Edition Wars, Critical Mass

In D&D that is known as the edition wars. Psychologically that is the same well-known effect as people being angry about somebody playing a different MMORPG than they are. Pen & paper games as well as MMORPGs consume so many hours, that they become akin to a lifestyle choice. And somebody choosing a different lifestyle than you are is perceived as a threat, as it calls into question whether your choice was the right one.
Tobold

While one might have trouble overestimating the inferiority complexes and senses of entitlement on display in many online discussions, another take is that choosing a different MMO or edition is a threat because it diverts resources away from your choice and increases the threat that your game will fall below the critical mass necessary to maintain support for it.

The fewer people that play your game, the harder it is to find people to play with. It also means less developer time and effort being spent on your game, because there are less resources to support them. In MMOs, that can lead to games going offline, at which point you cannot play anymore. Pen and paper games do not have that risk, but to the extent that there is value in having a supporting gaming community, you need them to support your game.

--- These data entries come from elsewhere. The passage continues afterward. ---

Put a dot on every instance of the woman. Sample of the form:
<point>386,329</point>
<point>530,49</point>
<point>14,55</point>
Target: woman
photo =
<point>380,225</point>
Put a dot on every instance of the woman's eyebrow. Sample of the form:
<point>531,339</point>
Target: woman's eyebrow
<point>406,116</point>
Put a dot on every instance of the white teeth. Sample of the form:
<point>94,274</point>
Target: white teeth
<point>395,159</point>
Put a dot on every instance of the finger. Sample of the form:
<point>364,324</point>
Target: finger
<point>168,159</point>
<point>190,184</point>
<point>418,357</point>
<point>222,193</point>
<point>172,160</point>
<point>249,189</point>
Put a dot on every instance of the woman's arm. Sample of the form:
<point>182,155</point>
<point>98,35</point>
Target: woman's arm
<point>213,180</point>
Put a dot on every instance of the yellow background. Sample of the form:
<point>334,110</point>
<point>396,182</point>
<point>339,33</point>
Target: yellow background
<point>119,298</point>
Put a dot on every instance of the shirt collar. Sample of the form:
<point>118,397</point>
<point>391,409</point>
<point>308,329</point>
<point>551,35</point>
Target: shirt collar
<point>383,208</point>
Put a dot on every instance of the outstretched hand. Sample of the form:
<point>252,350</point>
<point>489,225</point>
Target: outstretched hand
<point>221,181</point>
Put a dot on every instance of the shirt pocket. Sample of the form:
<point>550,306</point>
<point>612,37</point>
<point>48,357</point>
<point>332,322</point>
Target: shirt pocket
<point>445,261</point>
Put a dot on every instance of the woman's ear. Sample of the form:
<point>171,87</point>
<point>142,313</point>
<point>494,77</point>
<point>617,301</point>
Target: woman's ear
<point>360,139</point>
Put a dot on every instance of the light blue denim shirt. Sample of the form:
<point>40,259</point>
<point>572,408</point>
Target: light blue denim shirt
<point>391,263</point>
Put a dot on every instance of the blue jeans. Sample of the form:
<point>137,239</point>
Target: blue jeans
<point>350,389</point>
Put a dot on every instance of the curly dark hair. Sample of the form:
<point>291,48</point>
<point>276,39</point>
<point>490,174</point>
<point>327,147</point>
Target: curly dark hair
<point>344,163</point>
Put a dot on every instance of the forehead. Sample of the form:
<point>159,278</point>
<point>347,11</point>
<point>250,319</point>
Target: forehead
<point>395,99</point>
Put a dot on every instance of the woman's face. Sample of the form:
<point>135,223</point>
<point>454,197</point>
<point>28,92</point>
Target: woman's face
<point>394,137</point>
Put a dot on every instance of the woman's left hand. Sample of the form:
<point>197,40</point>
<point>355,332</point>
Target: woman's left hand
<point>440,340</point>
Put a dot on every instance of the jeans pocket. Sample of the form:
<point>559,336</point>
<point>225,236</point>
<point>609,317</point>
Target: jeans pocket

And the closer someone is to your game, the more problematic it is that they are not playing your game because they could be. They face the exact same problem that you do, in terms of needing attention on a particular game, but they are making that exact same problem worse by going with you 90% of the way and then diverting attention at the last moment (and of course the fools see you as the one causing the problem). Maybe this will be the expansion that radically expands the playerbase, as WoW did for MMOs, but most games are competing for the same pool of players. The scarcer resources are, the uglier the fights over them tend to be.